Fokus pada Cloud Computing
Salah satu ciri khas utama Chromebook adalah ketergantungannya pada layanan komputasi awan (cloud computing). Hampir semua aktivitas pengguna diarahkan untuk berjalan lewat layanan Google, mulai dari penyimpanan file hingga penggunaan aplikasi.
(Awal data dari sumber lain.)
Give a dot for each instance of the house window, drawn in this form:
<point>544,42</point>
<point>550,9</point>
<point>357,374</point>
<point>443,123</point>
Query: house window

Baca juga: Logo Hitam Jadi Bentuk Duka Mendalam Gojek Terhadap Affan Kurniawan
Dengan konsep ini, Chromebook tidak membutuhkan spesifikasi hardware tinggi. Itulah yang membuat harganya bisa ditekan lebih murah, tetapi tetap mumpuni untuk kebutuhan dasar seperti mengetik, mengakses internet, menonton video, atau menggunakan aplikasi berbasis web.
Sebagai informasi, Chromebook pertama kali diluncurkan pada 11 Mei 2011 dalam acara Google I/O. Dua produsen awal yang merilis perangkat ini adalah Acer dan Samsung.
Beberapa tahun kemudian, produsen besar lain seperti Lenovo, Hewlett-Packard (HP), hingga Google sendiri ikut masuk ke pasar Chromebook. Mulai 2013, perangkat ini semakin diterima luas, khususnya di sektor pendidikan.
Data pasar menunjukkan, Chromebook kini menguasai sebagian besar distribusi perangkat untuk sekolah, terutama di Amerika Serikat. Harganya yang terjangkau dan kemudahan penggunaan membuatnya jadi pilihan utama untuk program digitalisasi pendidikan.
Pro dan Kontra Chromebook di Indonesia
Meski punya banyak keunggulan, penggunaan Chromebook di Indonesia tidak lepas dari kontroversi. Salah satu alasannya adalah ketergantungan pada internet, yang masih menjadi tantangan di beberapa daerah dengan jaringan kurang stabil.
Selain itu, bagi sebagian orang, keterbatasan aplikasi native di ChromeOS dianggap sebagai kelemahan. Banyak software populer, khususnya untuk kebutuhan profesional, belum tersedia secara penuh di sistem operasi ini.
Namun, jika melihat tren global, Chromebook terus berkembang. Google bahkan mengintegrasikan teknologi AI generatif ke ChromeOS, menjadikannya perangkat yang semakin relevan untuk kebutuhan belajar, bekerja, maupun hiburan.